For most of my life, I have wanted to save the world from suffering. I find it almost unbearable to see those I love in pain.  Once in a while I’ve been able to bring a smile to a sad face, but it lasts only a few moments. Right now I feel paralyzed. I wish I could do something to help all of those I love ease their way through this life as it is. I wish I could remove cancer from the land and bring an end to all pain.

As a mother and a parent, I grieve for my son, a parent himself, going through what could turn out to be the unspeakable pain that no parent should ever have to go through … The fear of losing a child.

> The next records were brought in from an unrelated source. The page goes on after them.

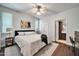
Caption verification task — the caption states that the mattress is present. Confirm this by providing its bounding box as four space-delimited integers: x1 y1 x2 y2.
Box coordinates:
15 34 46 56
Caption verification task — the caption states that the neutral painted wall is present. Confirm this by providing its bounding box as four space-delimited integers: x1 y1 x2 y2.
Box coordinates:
49 7 79 43
0 32 1 50
0 6 36 44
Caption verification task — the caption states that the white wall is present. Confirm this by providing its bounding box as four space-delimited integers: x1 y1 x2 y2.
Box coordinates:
0 32 1 50
0 7 36 29
0 6 36 46
40 15 52 43
49 7 79 43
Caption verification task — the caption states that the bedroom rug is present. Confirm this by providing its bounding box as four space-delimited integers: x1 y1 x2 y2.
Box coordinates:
0 48 4 56
5 43 58 56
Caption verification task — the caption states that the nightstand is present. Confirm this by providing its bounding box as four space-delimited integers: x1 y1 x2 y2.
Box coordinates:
5 37 14 47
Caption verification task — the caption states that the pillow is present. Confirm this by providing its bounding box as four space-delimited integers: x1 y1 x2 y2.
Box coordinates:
25 32 35 35
18 32 24 35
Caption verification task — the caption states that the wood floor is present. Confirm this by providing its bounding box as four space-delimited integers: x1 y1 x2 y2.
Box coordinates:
0 43 79 56
52 43 74 56
0 48 4 56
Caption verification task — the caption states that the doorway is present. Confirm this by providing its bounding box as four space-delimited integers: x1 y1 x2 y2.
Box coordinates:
55 20 66 41
58 21 66 40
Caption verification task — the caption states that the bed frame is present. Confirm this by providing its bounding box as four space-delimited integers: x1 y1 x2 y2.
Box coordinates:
14 30 35 36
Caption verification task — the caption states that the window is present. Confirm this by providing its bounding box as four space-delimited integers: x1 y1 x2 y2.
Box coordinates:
2 13 13 33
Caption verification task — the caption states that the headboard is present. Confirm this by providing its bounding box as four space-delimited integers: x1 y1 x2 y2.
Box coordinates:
15 30 35 36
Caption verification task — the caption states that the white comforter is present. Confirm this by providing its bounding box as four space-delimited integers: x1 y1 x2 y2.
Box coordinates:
15 34 45 56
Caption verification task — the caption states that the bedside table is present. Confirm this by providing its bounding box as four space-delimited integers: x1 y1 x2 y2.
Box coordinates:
5 37 14 47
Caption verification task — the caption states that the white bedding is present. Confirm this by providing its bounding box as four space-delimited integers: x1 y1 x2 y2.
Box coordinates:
15 34 45 56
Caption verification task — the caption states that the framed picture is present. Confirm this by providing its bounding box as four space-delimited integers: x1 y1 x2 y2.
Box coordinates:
20 20 31 29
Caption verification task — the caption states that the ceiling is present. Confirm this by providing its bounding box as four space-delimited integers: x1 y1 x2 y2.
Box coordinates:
0 3 79 15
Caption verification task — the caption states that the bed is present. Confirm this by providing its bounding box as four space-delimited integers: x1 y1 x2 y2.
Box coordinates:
15 30 46 56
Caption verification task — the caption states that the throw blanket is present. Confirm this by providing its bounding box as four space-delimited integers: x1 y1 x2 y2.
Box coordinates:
41 34 48 45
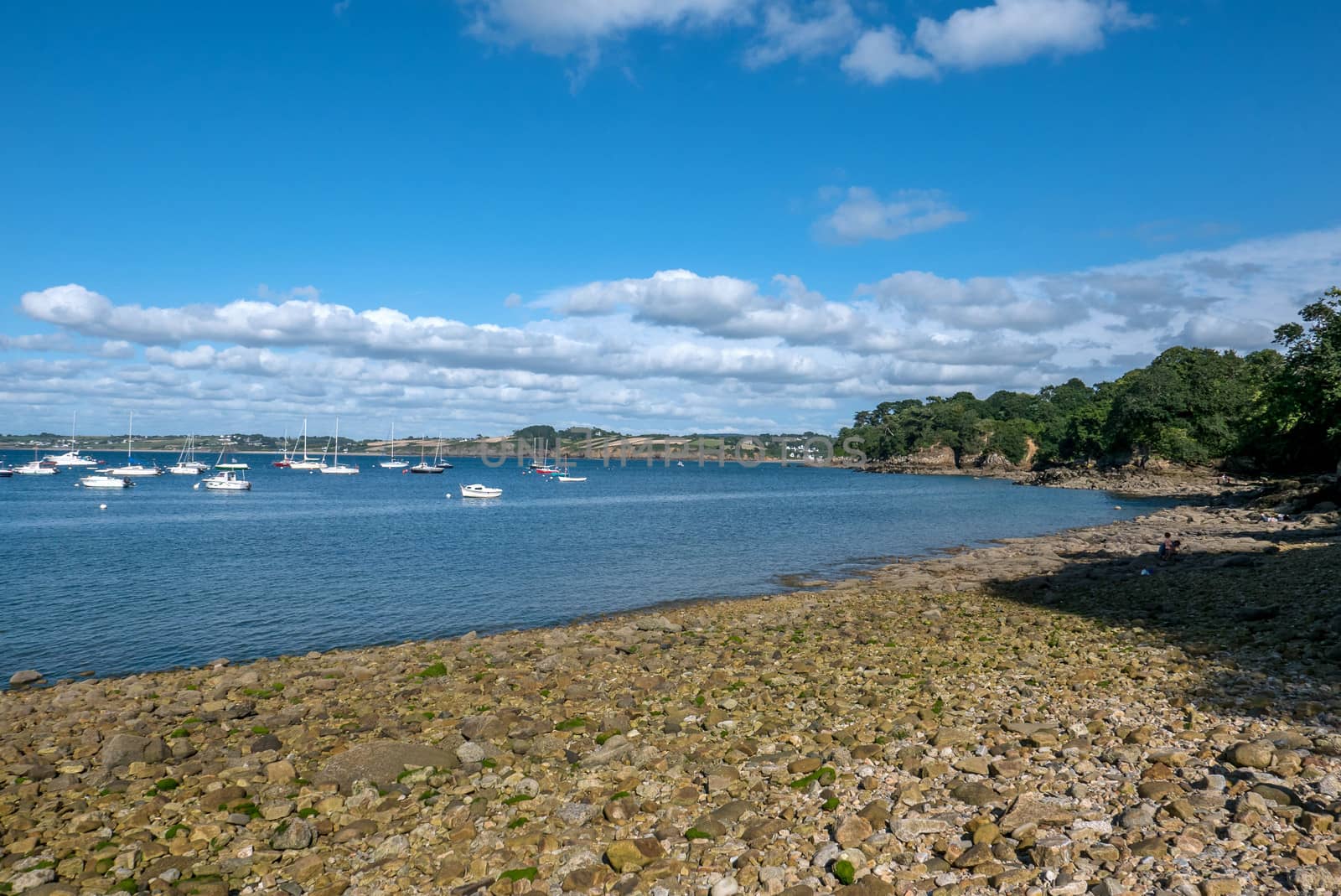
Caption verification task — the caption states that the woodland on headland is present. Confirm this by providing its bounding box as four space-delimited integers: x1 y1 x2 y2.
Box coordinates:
838 287 1341 472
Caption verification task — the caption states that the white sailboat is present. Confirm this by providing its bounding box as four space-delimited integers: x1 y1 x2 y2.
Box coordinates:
193 469 251 491
411 444 445 475
215 445 251 469
42 412 102 467
168 433 210 476
288 417 326 469
322 417 358 476
13 448 60 476
377 422 411 469
107 411 163 476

Healing thoughts and prayers are greatly appreciated for Casey, as well as for all those who also have had their lives turned upside down by cancer.

May peace be with all of us through difficult times.

This entry was posted in Childhood, family, Fear, Life, love, Navigating Through Life and tagged , , , , , , , . Bookmark the permalink.

8 Responses to Parenting And The Unfairness Of Life

  1. warmginger says:

    I found your post incredible moving. It’s lovely to have your words of wisdom from further along the road of parenthood. My thoughts and prayers will be with Casey this morning. x

  2. Judy says:

    I have written a lot of losing a child – as I lost my son decades ago. As a grandparent, you are suffering doubly with your own sadness and seeing your child suffer. I’m so sorry. Hang in there.

    • jzrart says:

      Judy,

      Thank you so much for your kind words. I cannot imagine what you have been through and am so sorry for your loss. Yes, it’s a sad time, but life is still good and full of joy when I’m mindful of each and every moment. There are lessons to be learned in each and every one.

      I’ve visited your blog and find it very inspiring. I’ll be back.

  3. Ann Floyd says:

    Oh Joan,

    Darn! Life just doesn’t make sense sometimes. Double darn! I will hold Casey, and you al in my thoughts.

    Big hugs all around!

    Annie

  4. Dr. McGann says:

    My Dad always told me as a child, “Life ain’t fair!” I thought it was to justify sibling squabble or his favoritism. Then came adulthood … then came my career in Oncology. Cancer is tough. Everyday we go to Battle against this disease … my heart & prayers goes out to you and your family. May you find it in your heart enjoy your birthday, in spite of the circumstances. Peace and Blessings

  5. jzrart says:

    Thanks Dr. McGann, for your prayers and best wishes. We’re a tough bunch and hope this won’t get the better of us. I do plan on celebrating my birthday, thanks! Peace and blessings to you as well.

    Took a look at your blog. It’s great and very informative. You’re doing good work!